Stage appears set for another rate hike by India's central bank


Mumbai: With headline inflation still above the comfort zone, the Indian central bank appeared set to announce another rate hike at 11 a.m. Tuesday, the 11th since January last year, in a bid to cool prices. Reserve Bank of India (RBI) Governor D. Subbarao is again to announce the rate hikes when he conducts the first quarterly review of the monetary policy for this fiscal at his Mint Road headquarters here. An indication came from the review of the macroeconomic and monetary developments for the first quarter Monday, in which the apex bank said inflationary pressures will remain in the short term due to high wage costs and support prices, despite near-normal monsoon. "Near-term upside risks to inflation remain significant.
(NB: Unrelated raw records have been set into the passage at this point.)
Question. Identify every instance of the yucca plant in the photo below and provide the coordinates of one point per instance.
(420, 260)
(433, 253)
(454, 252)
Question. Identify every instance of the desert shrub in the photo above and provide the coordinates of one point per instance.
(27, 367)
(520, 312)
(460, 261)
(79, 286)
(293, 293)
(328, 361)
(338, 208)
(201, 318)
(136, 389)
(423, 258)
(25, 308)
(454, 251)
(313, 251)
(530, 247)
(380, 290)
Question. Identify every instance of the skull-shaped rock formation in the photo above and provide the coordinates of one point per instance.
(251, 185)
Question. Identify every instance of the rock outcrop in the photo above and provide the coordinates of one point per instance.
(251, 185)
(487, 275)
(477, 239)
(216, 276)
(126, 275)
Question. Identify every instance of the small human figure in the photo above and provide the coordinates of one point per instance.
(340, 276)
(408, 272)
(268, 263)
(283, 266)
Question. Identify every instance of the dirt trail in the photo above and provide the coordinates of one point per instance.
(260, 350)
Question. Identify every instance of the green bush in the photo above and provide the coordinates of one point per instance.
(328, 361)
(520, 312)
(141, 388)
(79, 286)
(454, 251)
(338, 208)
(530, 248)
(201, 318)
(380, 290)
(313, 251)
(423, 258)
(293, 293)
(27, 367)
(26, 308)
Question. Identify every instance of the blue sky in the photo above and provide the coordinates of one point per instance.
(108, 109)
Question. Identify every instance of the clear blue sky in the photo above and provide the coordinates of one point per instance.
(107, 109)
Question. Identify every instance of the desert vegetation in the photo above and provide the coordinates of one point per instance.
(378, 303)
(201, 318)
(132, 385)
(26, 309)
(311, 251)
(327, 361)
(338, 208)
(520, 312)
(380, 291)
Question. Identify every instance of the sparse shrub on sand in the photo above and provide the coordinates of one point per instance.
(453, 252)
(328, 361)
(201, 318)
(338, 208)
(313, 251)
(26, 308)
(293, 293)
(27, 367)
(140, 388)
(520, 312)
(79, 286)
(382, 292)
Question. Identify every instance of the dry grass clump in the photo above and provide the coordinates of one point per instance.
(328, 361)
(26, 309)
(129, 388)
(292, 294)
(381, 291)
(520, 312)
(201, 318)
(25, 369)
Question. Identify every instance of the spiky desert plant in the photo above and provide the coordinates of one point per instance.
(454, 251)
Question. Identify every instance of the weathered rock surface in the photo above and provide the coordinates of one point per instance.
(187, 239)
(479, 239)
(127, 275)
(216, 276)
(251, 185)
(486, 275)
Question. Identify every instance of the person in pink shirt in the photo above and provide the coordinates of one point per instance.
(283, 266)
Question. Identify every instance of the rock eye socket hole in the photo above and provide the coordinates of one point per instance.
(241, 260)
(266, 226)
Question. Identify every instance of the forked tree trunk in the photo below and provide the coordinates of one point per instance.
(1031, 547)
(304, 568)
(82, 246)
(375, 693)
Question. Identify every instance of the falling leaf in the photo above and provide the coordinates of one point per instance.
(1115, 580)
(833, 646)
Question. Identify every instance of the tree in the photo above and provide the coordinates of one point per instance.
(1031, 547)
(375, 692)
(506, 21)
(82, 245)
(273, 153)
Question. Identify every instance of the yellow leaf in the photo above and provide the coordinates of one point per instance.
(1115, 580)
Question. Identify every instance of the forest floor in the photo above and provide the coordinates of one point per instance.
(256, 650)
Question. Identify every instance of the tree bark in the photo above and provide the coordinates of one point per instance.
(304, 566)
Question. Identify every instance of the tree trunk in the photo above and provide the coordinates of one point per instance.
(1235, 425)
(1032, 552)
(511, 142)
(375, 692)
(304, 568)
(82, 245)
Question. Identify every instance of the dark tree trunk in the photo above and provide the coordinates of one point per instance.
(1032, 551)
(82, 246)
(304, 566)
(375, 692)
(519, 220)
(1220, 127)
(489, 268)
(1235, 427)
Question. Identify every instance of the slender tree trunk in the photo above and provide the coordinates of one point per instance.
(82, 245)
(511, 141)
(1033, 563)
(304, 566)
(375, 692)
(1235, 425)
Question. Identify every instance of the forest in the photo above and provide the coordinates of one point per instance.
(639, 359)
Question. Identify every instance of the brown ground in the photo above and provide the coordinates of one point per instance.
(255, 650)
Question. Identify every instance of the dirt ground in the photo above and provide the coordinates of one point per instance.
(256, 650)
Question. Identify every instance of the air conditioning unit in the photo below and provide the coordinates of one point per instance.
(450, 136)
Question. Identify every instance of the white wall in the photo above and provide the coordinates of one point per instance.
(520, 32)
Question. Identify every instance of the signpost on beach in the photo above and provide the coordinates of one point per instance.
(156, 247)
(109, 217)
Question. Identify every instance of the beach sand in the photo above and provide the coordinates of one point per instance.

Price pressures are expected to persist through Quarter-Two as well and then moderate towards the later part of 2011-12," the RBI said. "These trends necessitate structural reforms to enhance supply response, while the anti-inflationary bias of monetary policy anchors inflation expectations." If the central bank hikes rates again, this would be the 11th such exercise since last January and could result in commercial banks passing on the increase to its customers, making loans to individuals as well as companies that much costlier. At the moment, the bank rate stands at 6 percent and the repurchase rate at 7.5 percent, by which the reverse repurchase rate automatically gets adjusted at 6.5 percent-100 basis points below the short-term lending rate. The reserve ratios-which call for the quantum of money against deposits banks have to keep as liquid assets -stand at 6 percent in the case of cash reserve ratio and 24 percent in the case of statutory liquidity ratio.